How COVID-19 Has Affected Ovarian Cancer Diagnosis and Treatment
- Trends in ovarian cancer diagnosis and management have changed during the COVID-19 pandemic
- Now that restrictions have lessened, oncologists have noticed an uptick in new ovarian cancer cases
- Doctors are taking every precaution, based on the latest evidence available, to keep their cancer patients safe
- Ovarian cancer symptoms are notoriously vague, and experts urge people to get checked if symptoms like bloating, fatigue, constipation, and feeling full quickly persist
Because of the rapid evolution of COVID-19 in the few months since it appeared, medical professionals have had to make decisions with limited data. Ordinarily, experts would have a wealth of reliable data to draw from when making health and safety recommendations about a disease. But when it comes to a new virus like COVID-19, the information is constantly evolving as scientists around the world are studying it.Read More
Doctors must do their best to make recommendations based on how similar diseases behaved in the past, modifying those recommendations as new information becomes available. They are constantly learning more about how contagious this virus is, how it spreads, how many people carry the virus without showing symptoms, and how many people who are exposed to the virus eventually develop symptoms and become sick. And, of course, they have to make decisions about how best to treat ovarian cancer patients while not exposing them to infection with COVID.
When Fear Makes You Wait
One factor that experts must take into account when developing COVID-19 policies at hospitals and medical centers during the pandemic is how to ensure that patients feel comfortable seeking preventive care, screening tests, and treatments for illness and alarming symptoms.
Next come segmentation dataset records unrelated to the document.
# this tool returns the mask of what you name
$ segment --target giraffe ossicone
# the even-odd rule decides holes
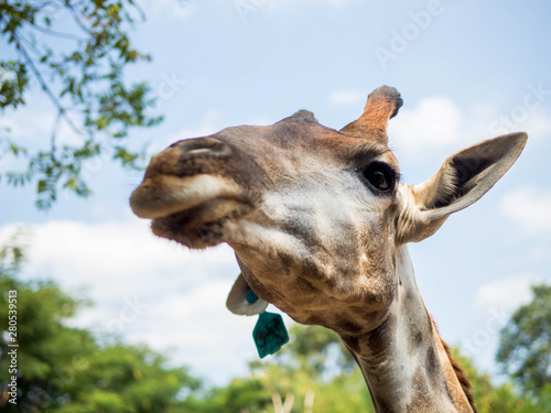
[[[383,86],[341,130],[305,110],[227,128],[153,156],[130,204],[152,231],[188,248],[223,242],[241,269],[227,306],[271,303],[333,329],[378,412],[475,412],[468,382],[430,317],[407,243],[432,236],[515,163],[527,134],[450,155],[426,182],[400,181],[387,124],[402,100]],[[247,301],[252,289],[258,301]]]

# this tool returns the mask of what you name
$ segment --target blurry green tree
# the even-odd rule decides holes
[[[123,139],[132,127],[151,127],[155,104],[145,83],[128,84],[127,66],[149,61],[136,50],[129,31],[142,10],[133,0],[0,0],[0,112],[28,102],[42,90],[57,116],[50,137],[29,150],[0,129],[0,155],[24,157],[23,172],[6,173],[8,184],[36,185],[40,209],[60,189],[86,196],[90,189],[83,164],[100,155],[137,166],[140,151]],[[58,142],[60,127],[77,139]],[[48,139],[50,138],[50,139]]]
[[[0,249],[0,411],[2,412],[198,412],[201,382],[185,368],[168,368],[145,346],[99,345],[68,320],[86,303],[51,281],[20,281],[23,252]],[[8,295],[17,291],[17,405],[8,399]]]
[[[24,253],[19,239],[0,249],[0,409],[6,412],[185,412],[185,413],[349,413],[375,412],[360,370],[331,330],[291,327],[291,341],[269,360],[249,363],[249,374],[223,388],[205,389],[185,368],[169,368],[145,346],[100,337],[71,327],[85,300],[69,296],[50,281],[21,281]],[[18,405],[8,402],[11,348],[9,291],[18,291]],[[454,349],[473,384],[479,413],[536,413],[549,409],[549,286],[533,287],[504,329],[499,357],[515,354],[511,376],[525,379],[526,395],[511,382],[496,385],[473,361]],[[520,314],[520,315],[519,315]],[[528,318],[526,318],[528,317]],[[24,320],[24,322],[23,322]],[[517,327],[512,327],[517,326]],[[518,327],[521,326],[521,327]],[[528,328],[530,327],[530,328]],[[512,329],[519,328],[519,329]],[[511,330],[512,329],[512,330]],[[511,336],[511,332],[516,335]],[[538,334],[536,334],[536,333]],[[530,333],[531,339],[523,340]],[[522,340],[521,340],[522,339]],[[520,340],[518,344],[517,341]],[[545,341],[547,340],[547,341]],[[539,344],[536,348],[526,347]],[[509,352],[504,352],[504,348]],[[521,350],[525,348],[525,350]],[[516,352],[517,351],[517,352]],[[527,357],[537,355],[537,362]],[[547,357],[547,358],[545,358]],[[541,360],[544,361],[541,361]],[[508,359],[504,359],[508,360]],[[509,366],[506,363],[505,366]],[[537,369],[533,368],[537,366]],[[536,380],[532,380],[532,377]],[[522,384],[522,383],[528,384]]]
[[[501,329],[497,361],[540,411],[551,411],[551,285],[532,285],[533,298]]]

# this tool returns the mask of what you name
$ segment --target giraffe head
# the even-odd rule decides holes
[[[132,210],[152,219],[155,235],[188,248],[231,246],[241,274],[227,305],[237,314],[272,303],[341,334],[372,329],[396,300],[397,249],[480,198],[527,139],[480,142],[425,183],[406,185],[386,133],[401,105],[383,86],[339,131],[301,110],[272,126],[175,142],[151,160]],[[262,300],[249,304],[249,286]]]

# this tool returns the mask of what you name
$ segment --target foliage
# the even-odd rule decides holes
[[[522,392],[551,410],[551,285],[533,285],[532,292],[501,329],[496,358]]]
[[[20,247],[0,250],[0,319],[8,323],[8,292],[17,293],[18,404],[7,402],[11,380],[7,352],[10,336],[0,337],[0,405],[6,412],[194,412],[199,381],[184,368],[144,346],[100,346],[88,330],[67,320],[86,302],[51,281],[20,281]],[[19,410],[18,410],[19,409]]]
[[[161,121],[149,113],[155,100],[149,86],[129,85],[123,76],[127,66],[150,59],[129,37],[143,19],[133,0],[0,0],[0,41],[8,50],[0,58],[0,111],[24,106],[37,88],[57,113],[50,143],[35,153],[0,130],[0,155],[26,160],[26,170],[8,172],[7,181],[36,185],[39,208],[50,208],[60,188],[87,196],[87,160],[109,153],[137,166],[140,154],[123,138],[129,128]],[[57,142],[62,124],[76,143]]]

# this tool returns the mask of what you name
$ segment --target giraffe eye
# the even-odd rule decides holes
[[[367,182],[378,192],[390,191],[396,181],[393,171],[382,162],[372,162],[364,170]]]

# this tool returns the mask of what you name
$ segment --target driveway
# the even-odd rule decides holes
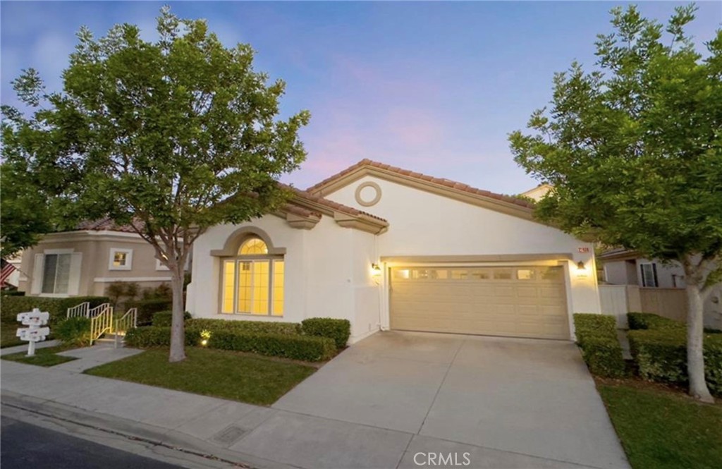
[[[570,342],[380,332],[273,407],[411,434],[401,468],[629,467]]]

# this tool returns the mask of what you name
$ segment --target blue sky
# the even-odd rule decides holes
[[[311,111],[308,158],[284,179],[305,188],[364,158],[503,193],[536,185],[506,136],[551,95],[554,72],[593,65],[614,2],[168,2],[206,18],[227,45],[250,43],[256,68],[287,82],[285,114]],[[48,87],[87,25],[139,25],[153,38],[162,3],[0,3],[3,103],[9,82],[38,69]],[[666,21],[677,2],[643,2]],[[697,43],[722,22],[722,2],[698,2]]]

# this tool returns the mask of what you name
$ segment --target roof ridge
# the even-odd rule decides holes
[[[489,197],[491,199],[495,199],[497,200],[500,200],[502,202],[505,202],[508,203],[513,204],[516,205],[519,205],[520,207],[523,207],[526,208],[533,208],[534,204],[530,202],[527,200],[523,200],[518,197],[515,197],[510,195],[506,195],[504,194],[499,194],[497,192],[492,192],[491,191],[487,191],[486,189],[478,189],[469,184],[464,184],[463,182],[459,182],[458,181],[453,181],[452,179],[448,179],[446,178],[437,178],[432,176],[428,176],[422,173],[418,173],[416,171],[412,171],[407,169],[402,169],[396,166],[391,166],[390,165],[380,163],[378,161],[374,161],[368,158],[364,158],[358,163],[349,166],[346,169],[342,170],[341,171],[336,173],[336,174],[328,177],[321,182],[311,186],[306,189],[306,192],[313,194],[314,192],[321,190],[323,187],[327,186],[331,182],[336,181],[343,176],[352,173],[353,171],[363,168],[364,166],[368,166],[370,168],[375,168],[376,169],[384,170],[390,171],[391,173],[395,173],[396,174],[405,176],[406,178],[412,178],[414,179],[417,179],[420,181],[424,181],[426,182],[430,182],[434,184],[438,184],[440,186],[443,186],[445,187],[448,187],[450,189],[455,189],[456,190],[467,192],[469,194],[474,194],[476,195],[480,195],[485,197]]]

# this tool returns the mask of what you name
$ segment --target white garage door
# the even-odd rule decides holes
[[[390,294],[391,329],[570,338],[562,267],[394,267]]]

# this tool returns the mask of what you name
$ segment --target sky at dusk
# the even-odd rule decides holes
[[[50,90],[87,25],[114,23],[155,38],[162,3],[0,2],[3,103],[10,81],[34,67]],[[597,33],[611,32],[613,2],[168,2],[205,18],[227,46],[249,43],[255,68],[287,82],[283,115],[300,109],[308,157],[284,178],[305,189],[367,158],[515,194],[536,185],[514,163],[507,134],[551,97],[554,72],[593,65]],[[666,21],[676,2],[642,2]],[[722,22],[722,2],[698,2],[697,44]]]

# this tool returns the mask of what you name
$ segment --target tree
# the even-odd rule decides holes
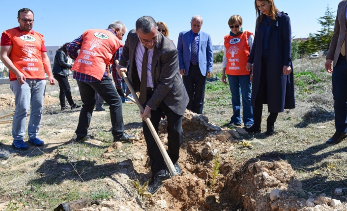
[[[293,38],[295,37],[293,37]],[[295,40],[291,42],[291,60],[295,60],[299,57],[299,40]]]
[[[322,28],[317,31],[318,33],[311,34],[311,37],[309,37],[309,39],[312,39],[311,41],[316,46],[316,49],[317,50],[328,50],[330,45],[335,20],[335,16],[334,15],[335,12],[331,11],[331,9],[332,8],[329,7],[328,4],[324,16],[317,19]]]
[[[89,50],[91,50],[94,47],[98,48],[101,46],[102,44],[102,41],[99,39],[92,39],[89,42],[89,44],[90,45],[90,48],[89,48]]]

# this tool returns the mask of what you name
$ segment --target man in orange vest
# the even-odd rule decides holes
[[[80,113],[76,141],[90,139],[87,135],[91,116],[95,105],[95,92],[110,105],[112,133],[114,141],[129,141],[131,136],[124,132],[120,96],[124,90],[120,84],[115,88],[109,73],[109,65],[114,58],[120,59],[123,44],[120,42],[126,31],[122,23],[116,21],[107,29],[89,29],[66,47],[70,57],[75,59],[72,70],[77,81],[83,102]],[[79,54],[78,50],[80,50]],[[119,75],[118,76],[119,77]]]
[[[43,146],[37,138],[42,116],[42,106],[46,90],[46,75],[51,85],[56,82],[52,73],[50,60],[45,47],[43,36],[32,30],[34,13],[25,8],[18,11],[19,26],[2,33],[0,58],[10,70],[10,87],[16,100],[12,122],[12,147],[27,150],[24,141],[27,115],[31,105],[28,127],[29,142],[36,146]]]

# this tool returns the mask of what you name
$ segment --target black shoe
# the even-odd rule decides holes
[[[71,106],[71,110],[74,110],[74,109],[77,109],[77,108],[80,108],[81,106],[82,106],[77,105],[76,105],[76,104],[72,104],[72,105]]]
[[[167,170],[165,170],[165,173],[163,174],[159,174],[150,178],[147,191],[152,195],[154,194],[163,186],[163,181],[170,178],[170,175]]]
[[[266,122],[266,135],[272,135],[275,132],[275,123]]]
[[[135,136],[130,136],[126,133],[124,133],[123,134],[123,136],[119,139],[116,139],[115,138],[113,138],[113,142],[116,141],[130,141],[130,139],[135,138]]]
[[[226,124],[225,126],[227,127],[235,127],[235,126],[239,127],[241,126],[241,123],[236,124],[235,123],[231,122],[229,122],[228,124]]]
[[[68,109],[69,107],[67,106],[64,106],[61,107],[61,109],[60,109],[60,111],[63,111],[64,110]]]
[[[180,175],[181,167],[179,167],[179,165],[178,165],[178,162],[177,161],[177,162],[174,164],[174,169],[176,169],[176,173],[177,173],[177,174],[178,174],[178,175]]]
[[[106,111],[106,109],[105,109],[104,108],[102,108],[102,107],[98,108],[95,108],[95,111]]]
[[[260,126],[257,126],[255,124],[253,125],[252,127],[249,128],[245,127],[243,129],[248,133],[259,133],[261,132],[261,128]]]
[[[325,143],[328,144],[336,144],[342,141],[342,140],[345,139],[346,137],[347,137],[347,134],[336,132],[335,134],[334,134],[334,136],[333,136],[330,139],[327,141]]]
[[[75,139],[73,139],[73,141],[75,142],[82,142],[86,141],[88,141],[90,140],[90,135],[87,135],[85,136],[77,136]]]
[[[8,159],[8,155],[3,151],[0,149],[0,161]]]

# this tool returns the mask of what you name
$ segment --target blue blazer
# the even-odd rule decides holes
[[[182,31],[178,36],[177,49],[178,50],[179,69],[185,69],[188,74],[190,65],[190,33],[192,30]],[[213,52],[209,34],[200,31],[199,44],[199,66],[202,75],[207,71],[212,72],[213,65]]]

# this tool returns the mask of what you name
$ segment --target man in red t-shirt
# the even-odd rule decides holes
[[[51,85],[56,82],[52,73],[49,58],[43,36],[34,32],[33,12],[28,8],[18,11],[19,26],[2,33],[0,43],[0,59],[10,70],[10,87],[16,99],[16,110],[12,123],[12,147],[26,150],[24,141],[27,115],[30,106],[28,127],[29,142],[43,146],[37,138],[42,116],[42,106],[46,90],[46,76]]]

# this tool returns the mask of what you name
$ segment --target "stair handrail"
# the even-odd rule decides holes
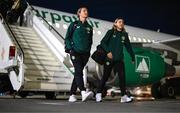
[[[6,19],[4,19],[4,17],[2,16],[1,13],[0,13],[0,17],[2,18],[2,22],[7,26],[8,30],[10,31],[13,39],[15,40],[15,42],[16,42],[18,48],[20,49],[20,51],[21,51],[21,53],[22,53],[22,56],[23,56],[23,58],[24,58],[24,57],[25,57],[25,56],[24,56],[24,51],[23,51],[21,45],[19,44],[19,42],[18,42],[18,40],[17,40],[17,37],[14,35],[13,31],[11,30],[11,27],[9,26],[8,22],[6,21]]]
[[[36,9],[31,4],[29,4],[28,2],[27,4],[31,8],[31,10],[36,11]],[[58,36],[60,36],[63,40],[65,40],[65,38],[52,25],[50,25],[43,16],[39,15],[38,17],[40,17],[49,26],[50,30],[51,29],[54,30]]]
At the beginning of social distancing guidelines, the number of people who visited hospitals and clinics with symptoms of cancer noticeably dropped.
“It’s clear that some patients who did have symptoms of ovarian cancer were not presenting for care, either because of their fear of going to urgent care centers or emergency rooms, or because their primary care physician was limiting visits during that early COVID pandemic,” says Dr. Zanotti. “Since then, at least in Cleveland, those restrictions have been lifted and patients have been more liberally presenting for their care.”
The initial drop in patient numbers has now led to a change in the opposite direction. Since social distancing restrictions have lifted, Dr. Zanotti and her colleagues have seen an uptick in the number of new patients diagnosed with ovarian cancer, suggesting that many had been holding off on seeking care.
Recognizing the Symptoms
If you are experiencing symptoms of ovarian cancer, it’s important to seek help as soon as possible since early diagnosis has been linked to significantly better outcomes. Noticing the symptoms, however, can be challenging. Ovarian cancer is sometimes called “the silent killer,” because early symptoms are vague, and more obvious symptoms usually don’t appear until the disease is advanced.
According to Dr. Zanotti, “Initial symptoms of ovarian cancer can overlap with common symptoms that most of the population would have in their everyday life.” Those symptoms include:
- Back pain
- Feeling full quickly
- Weight loss
Because many people experience these symptoms at one time or another, women might not recognize them as indicators of the early stage of ovarian cancer. “Many times patients who are diagnosed with ovarian cancer can recall weeks or months of fairly vague symptoms, increasing in intensity, until ultimately they present for their care and diagnosis,” says Dr. Zanotti.
Learning to recognize the symptoms, and seeking help if they don’t go away, can make a big difference in how quickly cancer can be diagnosed and how successfully it can be treated. If you have concerns over the safety of visiting a medical office, hospital, or cancer center because of COVID-19, discuss them with your primary care doctor, and find out what they are doing to keep their patients safe.